The doctrine of the Trinity is not some great truth that God has put in stone for us to believe. It is not mentioned once in the Bible. It is a metaphor developed over the centuries for how we experience God's presence. We call God ‘Father’ or ‘Mother’ because we originate from God. God is our creator. We call God ‘Son’ because we are all created together in the Son. We are redeemed by God’s saving grace. We call God ‘Spirit’ because God breathed on us from the beginning of creation.

The concept of the Trinity allows us to explore our experience of God in our lives. It calls on us to turn to God to satisfy our hunger. In the midst of anguish and trouble we experience the God who walks with us. Through the beauty of nature, we experience the One who created us with wisdom and care. When life gets too serious, we experience God joyfully dancing at the thought of creating the human race. When we are filled with guilt, regrets and anxieties, we experience a God who justifies us, not like Judge Judy, in black and white according to some rule book, not because we are worthy, but because we have claimed it and are significant to God.

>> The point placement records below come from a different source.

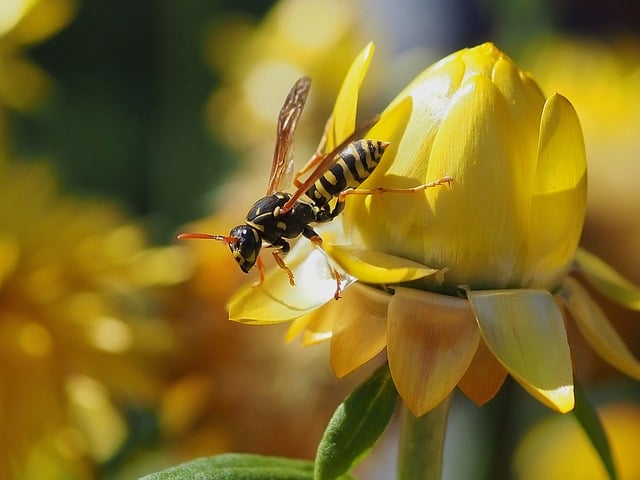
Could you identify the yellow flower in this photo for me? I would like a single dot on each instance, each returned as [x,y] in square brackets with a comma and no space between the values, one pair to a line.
[557,447]
[24,23]
[503,235]
[80,332]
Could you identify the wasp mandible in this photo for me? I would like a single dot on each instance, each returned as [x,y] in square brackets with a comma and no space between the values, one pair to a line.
[279,215]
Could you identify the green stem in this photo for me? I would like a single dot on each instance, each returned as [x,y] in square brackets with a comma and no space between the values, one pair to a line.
[422,443]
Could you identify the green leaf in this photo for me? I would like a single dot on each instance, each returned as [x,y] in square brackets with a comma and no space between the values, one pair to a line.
[356,426]
[607,281]
[590,423]
[237,466]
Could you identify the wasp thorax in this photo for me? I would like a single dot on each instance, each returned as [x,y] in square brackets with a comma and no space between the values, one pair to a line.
[246,247]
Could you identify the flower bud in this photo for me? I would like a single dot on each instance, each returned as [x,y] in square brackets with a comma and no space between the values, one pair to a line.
[513,214]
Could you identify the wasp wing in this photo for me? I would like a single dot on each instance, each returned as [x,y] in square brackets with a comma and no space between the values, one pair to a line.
[327,161]
[287,122]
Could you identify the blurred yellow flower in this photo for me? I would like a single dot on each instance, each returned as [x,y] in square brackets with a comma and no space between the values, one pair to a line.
[557,448]
[80,335]
[504,235]
[24,23]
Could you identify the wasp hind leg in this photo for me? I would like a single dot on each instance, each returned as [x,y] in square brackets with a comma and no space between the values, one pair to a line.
[340,202]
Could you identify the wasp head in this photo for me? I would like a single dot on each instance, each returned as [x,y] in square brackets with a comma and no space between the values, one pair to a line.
[245,244]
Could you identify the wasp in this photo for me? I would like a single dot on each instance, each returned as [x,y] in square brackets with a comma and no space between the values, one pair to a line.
[280,216]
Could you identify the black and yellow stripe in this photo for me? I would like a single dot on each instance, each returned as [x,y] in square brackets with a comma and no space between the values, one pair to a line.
[354,164]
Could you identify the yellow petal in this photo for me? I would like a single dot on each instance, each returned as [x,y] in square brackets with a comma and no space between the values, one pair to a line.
[276,301]
[597,330]
[431,340]
[524,329]
[319,326]
[558,197]
[607,281]
[345,109]
[370,266]
[484,377]
[360,330]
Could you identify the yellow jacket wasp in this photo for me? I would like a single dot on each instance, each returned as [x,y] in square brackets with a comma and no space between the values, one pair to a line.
[279,216]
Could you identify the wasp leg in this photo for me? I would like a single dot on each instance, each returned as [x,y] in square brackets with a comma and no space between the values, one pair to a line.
[280,261]
[337,210]
[337,294]
[260,265]
[316,157]
[316,241]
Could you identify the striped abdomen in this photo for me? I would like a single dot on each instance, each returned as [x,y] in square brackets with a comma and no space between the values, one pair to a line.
[355,163]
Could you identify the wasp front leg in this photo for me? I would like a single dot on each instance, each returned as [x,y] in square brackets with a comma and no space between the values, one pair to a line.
[282,247]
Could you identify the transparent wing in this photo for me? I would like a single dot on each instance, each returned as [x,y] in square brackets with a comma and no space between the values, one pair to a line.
[287,123]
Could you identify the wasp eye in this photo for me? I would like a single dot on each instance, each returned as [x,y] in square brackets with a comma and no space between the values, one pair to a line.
[247,246]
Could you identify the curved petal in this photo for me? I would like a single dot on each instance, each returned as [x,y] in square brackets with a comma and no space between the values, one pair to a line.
[343,122]
[277,301]
[319,326]
[484,376]
[360,329]
[431,340]
[607,281]
[524,329]
[370,266]
[559,195]
[595,327]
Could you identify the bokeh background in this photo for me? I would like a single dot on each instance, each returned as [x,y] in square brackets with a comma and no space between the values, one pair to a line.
[123,123]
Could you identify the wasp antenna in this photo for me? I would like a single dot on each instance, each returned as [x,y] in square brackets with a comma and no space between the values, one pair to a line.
[206,236]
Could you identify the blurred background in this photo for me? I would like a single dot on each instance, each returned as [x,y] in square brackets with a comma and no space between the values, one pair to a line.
[123,123]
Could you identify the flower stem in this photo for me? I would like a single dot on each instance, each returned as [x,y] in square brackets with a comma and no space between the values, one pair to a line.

In a way we learn about God by identifying what God does. That leads us on a journey to learn about what God is calling us to do. We are called to go out joining God in caring for the earth. We are called to go out and tell people about Jesus. We are called to take up the work of loving the people no one else loves. We are called to pay attention to the places where God’s Spirit is at work building peace, and then immerse ourselves in that work.

It is not always easy to respond to God’s call. We can get caught up in our own importance. Or we can think that we lack the skills needed to carry out the mission of the church. We can so easily get distracted and not notice where God is. So as we go we need to remember that God who created us watches over us, that Jesus loves us and forgives us, and that God’s Spirit is with us, to comfort and empower us in ways that we could never ask or imagine. And if we like, we can call it the doctrine of the Trinity.